In 1908 Grover D. Ritter of Lehigh County graduated from The Croonborg Sartorial Academy of Chicago. His final report card dated July 20, 1908, indicated he earned "85 percent in all aspects of tailoring and 98 percent in conduct." Near the end of the next year he was granted an interview with J. P. Sellers who was favorably impressed.
Grover D. Ritter became an employee of Sellers Co. in January 1910. A booklet published on the 80th anniversary of the firm remarked that Grover was "a young man of recognized ability as a cutter and designer in the custom department."

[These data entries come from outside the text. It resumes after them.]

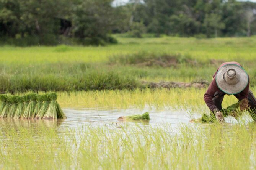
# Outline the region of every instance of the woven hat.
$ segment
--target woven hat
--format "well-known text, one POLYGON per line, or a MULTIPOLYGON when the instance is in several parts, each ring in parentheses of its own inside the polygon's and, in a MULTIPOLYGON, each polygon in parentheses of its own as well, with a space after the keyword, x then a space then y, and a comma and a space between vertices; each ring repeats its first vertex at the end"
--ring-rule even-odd
POLYGON ((220 68, 215 77, 218 87, 229 95, 235 95, 242 91, 248 84, 247 73, 241 66, 234 64, 220 68))

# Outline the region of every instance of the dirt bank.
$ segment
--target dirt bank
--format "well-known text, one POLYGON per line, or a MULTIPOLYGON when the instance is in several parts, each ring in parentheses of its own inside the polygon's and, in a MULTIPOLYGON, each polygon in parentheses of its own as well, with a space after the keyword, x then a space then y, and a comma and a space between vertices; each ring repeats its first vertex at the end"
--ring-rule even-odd
POLYGON ((159 83, 155 83, 143 82, 142 83, 145 85, 148 88, 171 88, 187 87, 204 88, 207 87, 209 84, 209 82, 207 80, 201 80, 191 83, 174 82, 161 82, 159 83))

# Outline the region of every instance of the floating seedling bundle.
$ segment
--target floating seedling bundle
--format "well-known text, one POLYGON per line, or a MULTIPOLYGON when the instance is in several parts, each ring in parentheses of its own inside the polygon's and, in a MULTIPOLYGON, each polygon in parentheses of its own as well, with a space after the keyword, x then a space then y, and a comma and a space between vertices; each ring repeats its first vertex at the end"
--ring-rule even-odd
POLYGON ((122 116, 119 117, 117 120, 119 121, 129 121, 138 120, 149 120, 149 113, 147 112, 144 114, 137 114, 131 116, 122 116))
POLYGON ((21 96, 0 95, 0 118, 66 118, 57 101, 57 97, 55 93, 31 93, 21 96))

Looking towards northeast corner of 6th and Penn Streets in 1923 during Reading's 175th anniversary celebration.
The late 1920s were characterized as mad speculative years of false prosperity. During this time Reading National Bank, one of the two leading banks of Reading, attempted to buy Sellers' corner and the four properties east of it with the notion of erecting a new banking house that would be the envy of all others - particularly Pennsylvania Trust Company, its arch rival.
They made Joseph Sellers an offer of $250,000 for the corner which proved too good to refuse. Sellers & Co. remained at its accustomed location until the close of 1930; thereafter it reopened in more modest quarters at 130 North Fifth St., home until 1967.
Reading National Bank never got around to constructing the palatial banking house it envisioned. Nor did there materialize a 15-story skyscraper later proposed for that corner. The Sellers and Co. and surrounding buildings were razed in the mid-1930s and a 2-story steel frame building erected on the corner lot which in 1928 was listed as the most valuable property in the city.
The sign on the Sellers & Co. building states that a 15-story office building will be erected here, on the northeast corner of Sixth and Penn, which will be ready for occupancy by Nov. 1, 1931. The ancient structure was removed but the office high-rise never materialized.
The city directory for 1931 shows Joseph Sellers and Grover Ritter as joint owners of the reorganized company at their new location at 130 North Fifth Street. At this location finely-made custom-tailored garments for men were the mainstay. About 10 people were on the payroll during the 1930s, most having been with the firm for many years.
In March 1936 Joseph Sellers died leaving Grover Ritter to continue the business. A decade later Grover's son John signed on as an apprentice. By 1954 John - known to everyone as Jack - was doing much of the cutting and designing, a craft requiring a high degree of skill and superior judgment.
On June 1, 1979, the 135-year-old firm, known as Sellers & Co., ceased operations forever - a victim of changing times and trends.
From the time of Grover Ritter’s death in July 1958 to completion of the last suit, Jack alone was the embodiment of Sellers & Co., which in its final days gave employment to three persons. Mr. Jack Ritter maintained the high standards of Sellers & Co. until the very end.
The last home of Sellers & Co. was at 146 N. Fifth St. where the custom-tailoring operation was conducted from 1967 to June 1, 1979.